The European Union is working on a number of important new digital laws. These includes the Digital Services Act, the Digital Markets Act, and the Data Act. A new press release about the last of these contains the following section:

the Data Act reviews certain aspects of the Database Directive, which was created in the 1990s to protect investments in the structured presentation of data. Notably, it clarifies that databases containing data from Internet-of-Things (IoT) devices and objects should not be subject to separate legal protection. This will ensure they can be accessed and used.

The Database Directive mentioned there grants copyright protection to databases that “by reason of the selection or arrangement of their contents, constitute the author’s own intellectual creation”. It’s a typical attempt to widen the scope of copyright to something that has only the most tenuous kind of “creativity” involved. It was brought in because copyright maximalists believe you can’t have too much copyright, and politicians are too lazy to argue.

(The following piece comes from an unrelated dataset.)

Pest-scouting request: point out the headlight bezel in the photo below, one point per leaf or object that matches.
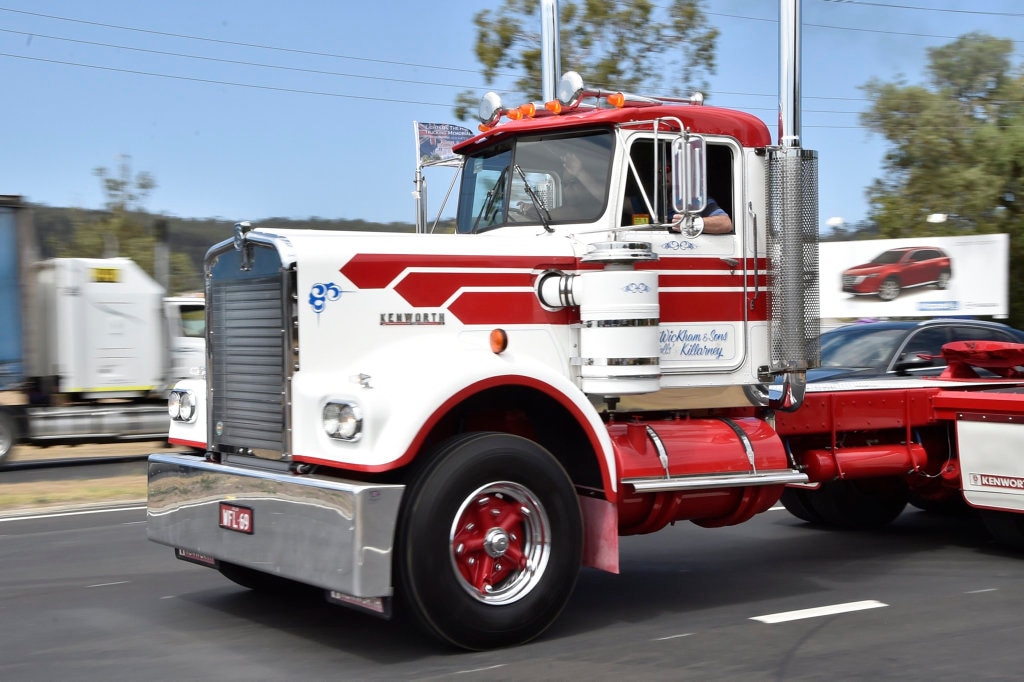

Unusually, though, the EU agreed to do something that is never done: to review whether extending copyright actually brings any benefits. Ten years after the Database Directive was passed, an evaluation was published in 2005. It aims were as follows:

the evaluation focused on whether the European database industry’s rate of growth increased after the introduction of the new right; whether the beneficiaries of the new right produced more databases than they would have produced in the absence of this right; and whether the scope of the right was drafted in a way that targets those areas where Europe needs to encourage innovation.

And here is what the European Commission’s own evaluation found:

The economic impact of the “sui generis” right on database production is unproven. Introduced to stimulate the production of databases in Europe, the new instrument has had no proven impact on the production of databases.

The report also wrote that the “empirical evidence, at this stage, casts doubts” on the need for a special copyright for a thriving database industry. So you might think that the obvious, rational thing to do would be to repeal an ineffectual, unneeded monopoly. Instead, the report noted that repealing the directive “would probably lead to considerable resistance by the EU database industry.” In other words, purely because the copyright industry would whine about it, the European Commission’s report recommended leaving in place a law that by its own research was shown to be pointless.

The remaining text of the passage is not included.